Black Ball Line History and Ephemera
The Black Ball Line operated one of the first Sail / Steam powered packet ships that offered regular passenger service between the ports of Liverpool, England and New York beginning in 1818. The service later expanded to include Boston and Philadelphia twice each month. Their reputation was for fast ships, excellent seamanship and often brutal treatment of low ranking seaman. By the 1880s, all of the packet ships were removed from regular passenger service and Black Ball Line faded into history.
Contracts for Passage
- 1859-03-16 Passenger Ticket for U.S. Packet Ship Yorkshire, New York to Bremen, Germany
Black Ball Line was owned by C. H. Marshall & Co. and served the North Atlantic trade.
The Black Ball Line
The packet ships treated their passengers well, judged, of course, by the standard of the time. The famous Black Ball Line and similar lines of ships must not be confused with the cargo tramps hired by emigration agent swindlers.

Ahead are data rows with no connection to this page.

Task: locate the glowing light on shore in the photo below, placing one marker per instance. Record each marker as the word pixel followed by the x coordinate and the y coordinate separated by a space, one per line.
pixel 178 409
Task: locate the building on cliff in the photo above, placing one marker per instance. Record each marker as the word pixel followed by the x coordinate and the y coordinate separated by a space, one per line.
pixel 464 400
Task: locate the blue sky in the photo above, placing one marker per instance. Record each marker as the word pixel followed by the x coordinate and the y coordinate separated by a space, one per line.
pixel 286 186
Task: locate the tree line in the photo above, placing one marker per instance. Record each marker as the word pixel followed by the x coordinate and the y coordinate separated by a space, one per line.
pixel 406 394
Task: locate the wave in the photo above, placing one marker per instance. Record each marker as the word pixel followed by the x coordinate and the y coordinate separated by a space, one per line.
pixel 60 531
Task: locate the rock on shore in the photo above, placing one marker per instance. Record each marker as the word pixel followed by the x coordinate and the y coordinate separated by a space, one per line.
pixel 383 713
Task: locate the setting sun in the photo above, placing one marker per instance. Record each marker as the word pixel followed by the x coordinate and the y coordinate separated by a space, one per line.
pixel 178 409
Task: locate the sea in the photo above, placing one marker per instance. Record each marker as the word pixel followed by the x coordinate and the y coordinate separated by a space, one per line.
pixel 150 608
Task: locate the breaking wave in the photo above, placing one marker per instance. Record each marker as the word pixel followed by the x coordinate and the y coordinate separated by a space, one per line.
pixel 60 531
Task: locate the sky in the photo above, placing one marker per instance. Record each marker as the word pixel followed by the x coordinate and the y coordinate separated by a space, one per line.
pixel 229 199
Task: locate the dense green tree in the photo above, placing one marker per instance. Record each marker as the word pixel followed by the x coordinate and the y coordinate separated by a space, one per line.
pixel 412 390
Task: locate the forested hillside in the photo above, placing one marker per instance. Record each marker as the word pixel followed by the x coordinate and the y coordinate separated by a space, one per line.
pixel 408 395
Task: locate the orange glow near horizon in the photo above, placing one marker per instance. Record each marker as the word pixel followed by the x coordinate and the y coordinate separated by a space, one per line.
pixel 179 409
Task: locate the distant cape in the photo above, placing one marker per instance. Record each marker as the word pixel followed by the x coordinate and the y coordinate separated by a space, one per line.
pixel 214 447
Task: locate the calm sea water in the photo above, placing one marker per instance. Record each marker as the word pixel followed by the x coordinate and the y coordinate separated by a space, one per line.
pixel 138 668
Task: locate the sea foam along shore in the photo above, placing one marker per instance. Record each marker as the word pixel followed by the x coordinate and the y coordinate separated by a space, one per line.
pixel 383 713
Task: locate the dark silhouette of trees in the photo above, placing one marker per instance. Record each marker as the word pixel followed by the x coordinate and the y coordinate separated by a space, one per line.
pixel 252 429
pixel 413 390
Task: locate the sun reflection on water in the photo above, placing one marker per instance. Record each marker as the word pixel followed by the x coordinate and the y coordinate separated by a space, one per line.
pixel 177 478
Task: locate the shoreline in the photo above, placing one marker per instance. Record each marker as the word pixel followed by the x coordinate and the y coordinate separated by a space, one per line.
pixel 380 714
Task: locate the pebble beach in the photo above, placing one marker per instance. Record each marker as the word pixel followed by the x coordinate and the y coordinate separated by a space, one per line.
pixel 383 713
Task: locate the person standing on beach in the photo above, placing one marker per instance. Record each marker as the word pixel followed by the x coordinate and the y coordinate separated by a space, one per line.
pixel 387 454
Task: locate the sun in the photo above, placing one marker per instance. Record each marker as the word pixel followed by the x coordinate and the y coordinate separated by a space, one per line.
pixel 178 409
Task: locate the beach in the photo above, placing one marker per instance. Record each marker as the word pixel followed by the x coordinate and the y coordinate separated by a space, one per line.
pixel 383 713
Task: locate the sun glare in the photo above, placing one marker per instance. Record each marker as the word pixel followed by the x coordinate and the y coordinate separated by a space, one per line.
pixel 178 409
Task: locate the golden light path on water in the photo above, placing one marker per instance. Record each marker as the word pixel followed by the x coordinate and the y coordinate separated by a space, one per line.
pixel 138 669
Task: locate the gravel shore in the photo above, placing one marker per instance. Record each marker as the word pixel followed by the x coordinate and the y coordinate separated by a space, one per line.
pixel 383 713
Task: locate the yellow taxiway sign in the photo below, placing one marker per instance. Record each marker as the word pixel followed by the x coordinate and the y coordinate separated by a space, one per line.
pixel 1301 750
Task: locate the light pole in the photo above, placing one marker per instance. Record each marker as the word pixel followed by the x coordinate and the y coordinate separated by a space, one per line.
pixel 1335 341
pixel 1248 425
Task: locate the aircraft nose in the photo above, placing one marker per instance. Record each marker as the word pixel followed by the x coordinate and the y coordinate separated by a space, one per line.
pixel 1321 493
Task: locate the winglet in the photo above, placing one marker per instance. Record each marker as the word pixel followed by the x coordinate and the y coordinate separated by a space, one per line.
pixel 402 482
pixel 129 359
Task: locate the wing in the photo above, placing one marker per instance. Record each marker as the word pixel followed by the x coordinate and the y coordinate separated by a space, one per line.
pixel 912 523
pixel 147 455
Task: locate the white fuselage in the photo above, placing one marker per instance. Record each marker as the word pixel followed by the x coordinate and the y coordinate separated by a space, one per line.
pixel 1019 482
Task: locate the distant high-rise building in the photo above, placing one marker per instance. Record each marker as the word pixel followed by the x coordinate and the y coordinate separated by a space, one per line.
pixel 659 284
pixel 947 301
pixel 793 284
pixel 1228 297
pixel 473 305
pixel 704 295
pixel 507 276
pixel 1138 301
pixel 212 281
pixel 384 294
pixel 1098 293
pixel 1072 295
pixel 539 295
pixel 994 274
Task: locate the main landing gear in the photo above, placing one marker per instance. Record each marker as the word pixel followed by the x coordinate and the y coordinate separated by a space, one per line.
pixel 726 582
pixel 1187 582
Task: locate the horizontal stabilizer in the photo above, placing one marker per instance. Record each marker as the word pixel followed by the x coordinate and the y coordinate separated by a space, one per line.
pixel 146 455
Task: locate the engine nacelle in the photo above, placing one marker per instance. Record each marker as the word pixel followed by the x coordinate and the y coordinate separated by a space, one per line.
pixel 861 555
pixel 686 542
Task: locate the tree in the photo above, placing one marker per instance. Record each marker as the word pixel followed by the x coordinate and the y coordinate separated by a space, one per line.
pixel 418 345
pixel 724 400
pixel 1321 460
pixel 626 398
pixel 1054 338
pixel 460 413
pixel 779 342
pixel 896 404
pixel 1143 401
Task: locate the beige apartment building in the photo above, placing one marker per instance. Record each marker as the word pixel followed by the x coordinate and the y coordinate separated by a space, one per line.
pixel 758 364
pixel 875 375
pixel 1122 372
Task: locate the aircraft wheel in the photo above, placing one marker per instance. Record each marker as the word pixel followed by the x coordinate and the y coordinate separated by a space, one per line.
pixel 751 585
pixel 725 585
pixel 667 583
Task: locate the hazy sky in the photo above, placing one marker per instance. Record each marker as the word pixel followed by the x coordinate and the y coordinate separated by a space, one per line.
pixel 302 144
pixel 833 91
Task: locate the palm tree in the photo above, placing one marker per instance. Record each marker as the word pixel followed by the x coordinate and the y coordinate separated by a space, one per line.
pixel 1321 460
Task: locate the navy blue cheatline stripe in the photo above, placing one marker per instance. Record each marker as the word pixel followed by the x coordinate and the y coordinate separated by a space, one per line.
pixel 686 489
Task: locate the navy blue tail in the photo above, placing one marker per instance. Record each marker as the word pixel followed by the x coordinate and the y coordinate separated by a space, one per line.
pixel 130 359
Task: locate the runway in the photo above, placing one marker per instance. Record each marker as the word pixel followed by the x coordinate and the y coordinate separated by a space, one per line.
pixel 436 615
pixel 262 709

The Black Ball liner, James Baines, before leaving Portsmouth with troops for India, for wich service she had been chartered by the Government, was visited by Queen Victoria, who is said to have declared that she had no idea such a spleandid merchant ship was owned in her dominions.
The James Baines was 243 feet long and of 2093 tons register; her owners, Messrs Baines of Liverpool, also owned many other vessels famous in the annals of the sea. Two of these, the Lightning and the Chapmpion of the Seas, were among the smartest clippers ever built. When the James Baines had all her sails set, the whole numbered thirty-six, and she carried three skysails and a moonscraper; the last tiny kite has long become only a tradition in ships.
This was the kind of vessel that only forty years ago occupied the pride of place in our merchant service, now filled by the Cunarder or White Star steamer of 12,000 tons and twenty-knot speed. Many of the famous Black Ballers remained afloat until quite recently, ending their days under a foreign flag or as colliers, but the James Baines was spared this ignoble ending -- she was burned while in dock at Liverpool in 1858. The traditions of the line have been perpetuated in sea song and story, and even now occasionally can be heard a capstan shanty singer rolling out as the anchor is being weighed :-
"In the Black Ball Line I served by time,
Oh rise and shine in the Black Ball Line."
Walter Jeffery, "The Black Ball Line." In A Century of Our Sea Story, London, John Murray, Albemarle Street, 1900, P. 129.